Hallo Miriel,
mir war klar, dass du auch Lehrerin wirst
Man erkennt sich einfach in den Texten wieder.
Darf ich fragen, welche Fächer du studierst?
Ich habe richtig Lust auf das Ref, wirklich. Endlich komme ich weiter, in ein geregelteres Leben, mit einem etwas höheren Lohn. Wobei der "Lohn" ein Witz ist, dafür, dass wir ein Studium abgeschlossen haben und 1,5 Jahre lang auf Freizeit verzichten.
Nunja. Ich habe mich so darauf gefreut.
Und nun dahin. Ich habe nun 2 Tage nachgedacht. JA, es fühlt sich nun an wie ein Rückschritt, da hast du Recht. Genau das dachte ich gestern auch. Ich wollte in die Stadt, weiter weg, Distanz einbringen.

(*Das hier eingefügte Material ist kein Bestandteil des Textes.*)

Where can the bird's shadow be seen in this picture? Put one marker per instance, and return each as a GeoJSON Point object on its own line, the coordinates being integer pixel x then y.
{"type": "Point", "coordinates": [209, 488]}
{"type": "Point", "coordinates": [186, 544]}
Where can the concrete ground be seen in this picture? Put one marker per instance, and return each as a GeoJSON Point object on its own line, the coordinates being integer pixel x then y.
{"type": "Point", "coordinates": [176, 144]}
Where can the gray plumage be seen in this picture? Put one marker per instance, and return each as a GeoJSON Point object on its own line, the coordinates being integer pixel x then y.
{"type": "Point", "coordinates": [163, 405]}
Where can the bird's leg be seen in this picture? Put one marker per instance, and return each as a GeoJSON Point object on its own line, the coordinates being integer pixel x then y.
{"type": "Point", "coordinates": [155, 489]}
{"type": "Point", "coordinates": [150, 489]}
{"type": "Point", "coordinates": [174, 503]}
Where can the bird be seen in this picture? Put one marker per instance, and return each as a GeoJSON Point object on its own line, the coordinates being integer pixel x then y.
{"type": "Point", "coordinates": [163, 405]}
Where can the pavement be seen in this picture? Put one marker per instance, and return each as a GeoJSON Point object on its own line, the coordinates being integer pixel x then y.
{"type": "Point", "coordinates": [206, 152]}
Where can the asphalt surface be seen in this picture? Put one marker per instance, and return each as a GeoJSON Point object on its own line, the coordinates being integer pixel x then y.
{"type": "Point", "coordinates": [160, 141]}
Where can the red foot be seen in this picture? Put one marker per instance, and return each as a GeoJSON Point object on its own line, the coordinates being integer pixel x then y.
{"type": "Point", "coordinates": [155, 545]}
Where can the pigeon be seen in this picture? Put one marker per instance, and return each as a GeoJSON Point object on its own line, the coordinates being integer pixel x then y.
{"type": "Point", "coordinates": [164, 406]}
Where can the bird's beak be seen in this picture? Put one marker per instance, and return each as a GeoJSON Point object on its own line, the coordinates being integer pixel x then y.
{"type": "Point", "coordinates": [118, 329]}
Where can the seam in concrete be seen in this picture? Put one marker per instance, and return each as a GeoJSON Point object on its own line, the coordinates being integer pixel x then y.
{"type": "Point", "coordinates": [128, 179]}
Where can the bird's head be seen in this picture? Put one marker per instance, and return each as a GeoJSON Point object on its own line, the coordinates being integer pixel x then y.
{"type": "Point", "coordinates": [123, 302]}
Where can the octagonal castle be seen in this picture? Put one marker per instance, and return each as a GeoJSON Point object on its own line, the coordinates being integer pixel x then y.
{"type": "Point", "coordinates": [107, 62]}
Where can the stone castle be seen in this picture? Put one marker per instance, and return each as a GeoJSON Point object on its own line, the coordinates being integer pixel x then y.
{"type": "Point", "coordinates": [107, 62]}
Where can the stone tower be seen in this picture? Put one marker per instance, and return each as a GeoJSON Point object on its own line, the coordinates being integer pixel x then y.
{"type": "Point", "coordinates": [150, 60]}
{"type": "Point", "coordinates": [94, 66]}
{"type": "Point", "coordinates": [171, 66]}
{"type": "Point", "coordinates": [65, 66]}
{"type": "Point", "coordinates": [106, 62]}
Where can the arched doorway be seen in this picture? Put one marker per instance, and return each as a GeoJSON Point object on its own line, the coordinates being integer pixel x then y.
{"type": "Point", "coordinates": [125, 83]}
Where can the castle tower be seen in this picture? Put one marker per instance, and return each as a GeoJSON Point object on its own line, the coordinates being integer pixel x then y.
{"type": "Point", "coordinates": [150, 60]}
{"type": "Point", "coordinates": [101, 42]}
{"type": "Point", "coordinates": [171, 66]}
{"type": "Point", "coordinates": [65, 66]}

Und nun? 25 Autominuten Entfernung.
Als ich vor ein paar Tagen bei meinem Eltern war und die ganzen Papiere dorthin mitgeschleppt und sortiert hatte (ich musste drei Briefe verschicken), hat mein Vater einfach so die Sachen durchwühlt und durchgeguckt. Normalerweise betrifft das immer das, was offen rumliegt- aber dieses Mal muss er sogar die Briefe herausgenommen haben. Tja, er hat den Seminarort entdeckt und fing dann schon an zu planen, dass ich dann ja wieder zu Hause einziehe.
Als ich "nein" sagte, war er todesbeleidigt. Was glaubt er denn? Ich war so wütend.. Geht das, was ich ihm seit Jahren sage, links rein, rechts raus?
Nunja. Erläuterungen erspare ich mir nun.
Also, nun weiß ich, dass mein Ausbildungsort 25Minuten von zu Hause entfernt liegt.
Dokumente werde ich nicht mehr mit nach Hause nehmen, und meine Eltern darüber nicht in Kenntnis setzen. Ich arbeite jetzt am Abschluss- vielleicht klappt es, dass ich mich rechtzeitig rückmelden kann. Wenn nicht, bin ich nicht traurig drum, dann beginne ich erst in 6 Monaten. Sollte es klappen, werde ich in dem einen Monat, den ich vorher frei habe, nach Wohnungen suchen und meine Eltern vor vollendete Tatsachen stellen.
Zu dem Seminarort: Ja, ich durfte wählen. Ich habe vier Regierungsbezirke ausgewählt, die allesamt NICHT in der Gegend meiner Eltern sind. Zugewiesen wurde ich dem Regierungsbezirk meiner Eltern, wie alle, die in meiner Gegend geboren sind und auch nicht dorthin zurück wollten.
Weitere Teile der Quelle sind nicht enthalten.